Sunday, February 6, 2011

IMAX and James Cameron: Together Again

It's a reunion that should warm the popcorn-munching shareholders at IMAX (Nasdaq: IMAX).

Director James Cameron -- the man behind two of Hollywood's highest-grossing flicks in Avatar and Titanic -- is back today with Sanctum. Cameron's not the director this time around, merely the executive producer, but he's been actively promoting the underwater cave-diving adventure.

Is it blown up on IMAX? You know it!

Cameron's last brush with IMAX proved lucrative for both parties. Shares of IMAX have more than doubled since Avatar debuted on the big screen 15 months ago. The movie was more than just a box office winner for IMAX. Avatar validated the premium cinematic experience.

The company has gone on to ink deals with exhibitors worldwide, largely on the niche-defining success of Avatar, and studios have been angling to digitally remaster their releases for IMAX's superior projections. There are now a record 15 studio IMAX releases on its slate for 2011. Avatar's rich effect also enlightened theater audiences on the merits of paying up for premium screens. Leading 3-D outfitter RealD (NYSE: RLD) was able to go public last year, and box office receipts more than doubled to $546 million for studio flicks on IMAX in 2010.

Unfortunately, investors shouldn't get too worked up over Sanctum. The film is bumping up against negative reviews, with just a third of the critics tracked by Rotten Tomatoes recommending the movie.

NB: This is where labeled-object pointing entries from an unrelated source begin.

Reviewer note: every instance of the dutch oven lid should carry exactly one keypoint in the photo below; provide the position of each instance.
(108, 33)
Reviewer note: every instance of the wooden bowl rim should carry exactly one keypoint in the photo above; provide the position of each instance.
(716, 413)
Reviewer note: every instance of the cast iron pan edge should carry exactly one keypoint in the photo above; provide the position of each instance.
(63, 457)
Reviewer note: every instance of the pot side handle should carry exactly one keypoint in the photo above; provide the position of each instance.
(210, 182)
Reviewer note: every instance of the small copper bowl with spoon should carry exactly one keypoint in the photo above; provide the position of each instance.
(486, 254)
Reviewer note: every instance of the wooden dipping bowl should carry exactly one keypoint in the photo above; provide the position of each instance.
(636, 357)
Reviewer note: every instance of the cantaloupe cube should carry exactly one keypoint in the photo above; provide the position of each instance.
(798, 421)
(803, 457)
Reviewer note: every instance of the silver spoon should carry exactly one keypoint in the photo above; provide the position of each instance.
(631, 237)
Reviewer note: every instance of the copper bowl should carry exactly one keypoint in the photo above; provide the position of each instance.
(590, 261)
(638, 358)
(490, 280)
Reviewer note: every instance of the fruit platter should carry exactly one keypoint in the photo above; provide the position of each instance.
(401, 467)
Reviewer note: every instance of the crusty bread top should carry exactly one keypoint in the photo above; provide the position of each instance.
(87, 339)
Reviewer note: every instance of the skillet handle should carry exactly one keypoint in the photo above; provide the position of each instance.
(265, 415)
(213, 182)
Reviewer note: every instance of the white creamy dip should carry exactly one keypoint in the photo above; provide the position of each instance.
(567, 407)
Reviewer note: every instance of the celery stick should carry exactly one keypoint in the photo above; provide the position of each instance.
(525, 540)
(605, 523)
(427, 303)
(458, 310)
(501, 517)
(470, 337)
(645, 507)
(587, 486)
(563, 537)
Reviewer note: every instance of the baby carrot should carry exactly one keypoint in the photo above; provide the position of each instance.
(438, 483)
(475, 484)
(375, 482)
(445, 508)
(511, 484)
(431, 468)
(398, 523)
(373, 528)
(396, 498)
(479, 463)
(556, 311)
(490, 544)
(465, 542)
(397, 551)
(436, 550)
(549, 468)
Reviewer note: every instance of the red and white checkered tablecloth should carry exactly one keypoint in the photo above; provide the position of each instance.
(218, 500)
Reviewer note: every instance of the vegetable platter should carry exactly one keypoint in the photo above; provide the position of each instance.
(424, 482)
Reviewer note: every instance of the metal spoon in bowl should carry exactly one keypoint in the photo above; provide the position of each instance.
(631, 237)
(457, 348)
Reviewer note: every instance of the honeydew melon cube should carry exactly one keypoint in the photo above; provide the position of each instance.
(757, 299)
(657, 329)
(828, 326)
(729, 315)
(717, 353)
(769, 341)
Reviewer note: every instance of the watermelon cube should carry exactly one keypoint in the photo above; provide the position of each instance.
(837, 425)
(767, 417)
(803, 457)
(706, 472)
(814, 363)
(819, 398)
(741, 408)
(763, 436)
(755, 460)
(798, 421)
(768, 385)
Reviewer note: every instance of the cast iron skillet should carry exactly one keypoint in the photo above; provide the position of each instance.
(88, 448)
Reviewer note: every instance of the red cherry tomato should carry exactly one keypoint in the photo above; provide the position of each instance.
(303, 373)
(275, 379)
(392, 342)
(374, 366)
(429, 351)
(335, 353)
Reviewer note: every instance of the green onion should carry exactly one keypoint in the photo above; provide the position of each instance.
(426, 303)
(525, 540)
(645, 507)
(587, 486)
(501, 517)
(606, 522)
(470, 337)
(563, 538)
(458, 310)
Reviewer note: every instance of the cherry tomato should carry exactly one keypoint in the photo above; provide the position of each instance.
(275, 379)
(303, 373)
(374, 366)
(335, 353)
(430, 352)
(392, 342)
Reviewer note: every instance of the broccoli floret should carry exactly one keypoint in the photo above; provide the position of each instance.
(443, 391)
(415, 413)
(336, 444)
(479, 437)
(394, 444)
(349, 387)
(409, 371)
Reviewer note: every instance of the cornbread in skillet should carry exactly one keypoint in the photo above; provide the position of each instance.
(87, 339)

The more encouraging IMAX development this weekend may actually be taking place in France. Disney's (NYSE: DIS) TRON: Legacy opens there next week, but the five commercial IMAX screens in France will begin screening it tomorrow.

Think about that for a bit. Studios have historically released their movies simultaneously on IMAX and traditional multiplex screens. What if studios begin tweaking their release windows, giving blockbusters a week or so head start on IMAX back home? Exhibitors would be able to charge a bit more than they typically mark up IMAX and IMAX 3-D screenings.

Studios may be hesitant at first. Would this disrupt marketing campaigns? Would buzz be lost between the two releases? However, it would definitely get studios thinking once again about maximizing their IMAX product.

It's already happening. TRON: Legacy has 43 minutes of footage specifically shot to make the most of the IMAX canvas, helping it nab $13 million in global IMAX ticket sales during its opening weekend.

Everybody wins. Studios, IMAX, and exhibitor partners AMC, Regal (NYSE: RGC), and Cinemark (NYSE: CNK) get to divvy up meatier ticket sales. A release's biggest fans can pay up for bragging rights. If this goes over well in France with five screens, just imagine what it could mean for the hundreds of domestic IMAX locations?